Birth control pills give long-term protection against ovarian cancer, a new study finds. Past work has shown that birth control pills afford some protection against ovarian cancer, but researchers did not know how long this beneficial effect lasted. In a new study led by Valerie Beral from the Cancer Research UK Epidemiology Unit at Oxford University, researchers compiled data from 45 previous studies that included about 23,000 women with ovarian cancer and 87,000 without it. Just over 30 percent of the women with cancer and 37 percent of those without cancer had taken the pill for some period of time. They found that using the pill for a decade or more reduced ovarian cancer risk by almost one-third and the protection lasted 30 years after pill usage had stopped. They also found that the longer a woman was on the pill the more it reduced cancer risk. This beneficial effect was consistent, regardless of ethnicity, education, or alcohol and tobacco consumption, they found.

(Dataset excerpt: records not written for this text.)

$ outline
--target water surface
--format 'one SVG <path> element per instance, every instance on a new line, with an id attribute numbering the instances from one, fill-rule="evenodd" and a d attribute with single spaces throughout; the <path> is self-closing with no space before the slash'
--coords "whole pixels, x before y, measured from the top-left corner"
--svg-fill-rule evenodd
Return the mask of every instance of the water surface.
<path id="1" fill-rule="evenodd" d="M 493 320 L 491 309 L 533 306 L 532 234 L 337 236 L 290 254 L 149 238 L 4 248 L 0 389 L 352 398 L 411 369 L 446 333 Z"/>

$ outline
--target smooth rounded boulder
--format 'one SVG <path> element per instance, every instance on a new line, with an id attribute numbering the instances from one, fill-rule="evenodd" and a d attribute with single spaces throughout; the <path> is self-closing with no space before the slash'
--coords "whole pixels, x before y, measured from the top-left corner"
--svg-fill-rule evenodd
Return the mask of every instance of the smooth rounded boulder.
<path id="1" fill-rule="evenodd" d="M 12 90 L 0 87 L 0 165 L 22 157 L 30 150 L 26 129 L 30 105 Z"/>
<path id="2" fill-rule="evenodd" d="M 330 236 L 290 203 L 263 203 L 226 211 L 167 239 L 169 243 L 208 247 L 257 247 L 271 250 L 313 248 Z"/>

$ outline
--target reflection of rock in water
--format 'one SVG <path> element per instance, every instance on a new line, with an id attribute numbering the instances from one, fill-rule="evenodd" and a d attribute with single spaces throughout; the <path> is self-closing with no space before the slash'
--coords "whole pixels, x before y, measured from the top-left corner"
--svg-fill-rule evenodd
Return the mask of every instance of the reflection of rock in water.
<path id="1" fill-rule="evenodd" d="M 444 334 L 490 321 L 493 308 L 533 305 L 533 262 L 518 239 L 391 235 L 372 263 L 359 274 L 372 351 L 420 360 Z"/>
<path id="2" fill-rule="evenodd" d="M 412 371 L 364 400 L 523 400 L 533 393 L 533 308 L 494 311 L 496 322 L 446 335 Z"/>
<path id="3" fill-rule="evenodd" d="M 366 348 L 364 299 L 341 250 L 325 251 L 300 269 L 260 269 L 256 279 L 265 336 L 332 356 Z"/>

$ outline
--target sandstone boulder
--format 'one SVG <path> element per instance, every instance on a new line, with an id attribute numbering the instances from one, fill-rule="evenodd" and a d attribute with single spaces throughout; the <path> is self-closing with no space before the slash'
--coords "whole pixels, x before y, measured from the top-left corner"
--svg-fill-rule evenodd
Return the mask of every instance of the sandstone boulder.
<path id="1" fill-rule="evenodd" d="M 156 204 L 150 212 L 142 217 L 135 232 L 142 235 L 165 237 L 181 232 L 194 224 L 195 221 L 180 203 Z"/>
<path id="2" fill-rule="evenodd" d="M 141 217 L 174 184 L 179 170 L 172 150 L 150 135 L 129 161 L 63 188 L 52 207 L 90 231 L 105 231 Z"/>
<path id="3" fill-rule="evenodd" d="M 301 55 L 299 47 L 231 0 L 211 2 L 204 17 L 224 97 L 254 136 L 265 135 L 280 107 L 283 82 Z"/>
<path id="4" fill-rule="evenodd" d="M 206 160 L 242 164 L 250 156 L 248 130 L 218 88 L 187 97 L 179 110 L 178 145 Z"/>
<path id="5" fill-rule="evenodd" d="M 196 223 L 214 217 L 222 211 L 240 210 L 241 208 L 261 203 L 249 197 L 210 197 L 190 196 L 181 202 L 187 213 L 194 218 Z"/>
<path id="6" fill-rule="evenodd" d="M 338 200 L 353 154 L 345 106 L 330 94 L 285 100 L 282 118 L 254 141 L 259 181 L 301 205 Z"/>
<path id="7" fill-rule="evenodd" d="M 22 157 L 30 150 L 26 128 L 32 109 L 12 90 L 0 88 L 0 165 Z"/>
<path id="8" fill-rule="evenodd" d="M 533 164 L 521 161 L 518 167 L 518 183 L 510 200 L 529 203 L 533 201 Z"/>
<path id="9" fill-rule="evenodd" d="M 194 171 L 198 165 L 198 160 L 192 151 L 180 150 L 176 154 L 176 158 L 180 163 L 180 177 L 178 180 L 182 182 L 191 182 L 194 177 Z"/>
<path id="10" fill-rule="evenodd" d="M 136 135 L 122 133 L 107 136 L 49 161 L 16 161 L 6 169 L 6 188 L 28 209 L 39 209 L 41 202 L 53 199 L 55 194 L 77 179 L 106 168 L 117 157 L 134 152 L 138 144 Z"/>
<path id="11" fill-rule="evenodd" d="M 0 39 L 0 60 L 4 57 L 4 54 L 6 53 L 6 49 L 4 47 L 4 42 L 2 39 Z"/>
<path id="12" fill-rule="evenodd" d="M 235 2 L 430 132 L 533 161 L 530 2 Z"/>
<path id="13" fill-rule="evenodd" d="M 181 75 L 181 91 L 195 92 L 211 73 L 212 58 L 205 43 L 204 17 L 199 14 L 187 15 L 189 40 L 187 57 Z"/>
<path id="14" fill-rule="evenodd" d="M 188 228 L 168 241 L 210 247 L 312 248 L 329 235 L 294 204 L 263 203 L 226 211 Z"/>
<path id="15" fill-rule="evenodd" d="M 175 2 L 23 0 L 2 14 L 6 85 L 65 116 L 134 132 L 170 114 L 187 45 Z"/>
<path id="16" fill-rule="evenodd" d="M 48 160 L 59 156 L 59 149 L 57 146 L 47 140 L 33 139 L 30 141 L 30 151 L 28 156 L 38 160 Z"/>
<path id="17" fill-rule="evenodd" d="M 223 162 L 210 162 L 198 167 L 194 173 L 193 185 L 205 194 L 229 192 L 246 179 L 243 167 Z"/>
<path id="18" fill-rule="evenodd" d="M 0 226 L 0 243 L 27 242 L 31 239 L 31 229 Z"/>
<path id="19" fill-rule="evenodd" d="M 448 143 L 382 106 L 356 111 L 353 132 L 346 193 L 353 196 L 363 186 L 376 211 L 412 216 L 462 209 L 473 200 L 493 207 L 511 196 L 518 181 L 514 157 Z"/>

BOTTOM LINE: “Women do not have to worry about bad side effects from taking the pill,” said Beral. “We know now that the pill actually offers protection against ovarian cancer.”
CAUTIONS: This is the first study to look at long-term benefits of the pill and more work is needed to confirm the results. The study also looks at just ovarian cancer; other side effects have to be taken into consideration to fully understand whether the positives outweigh the negatives.
WHAT’S NEXT: Beral’s group wants to look at the effect of the pill in reducing endometrial cancer risk.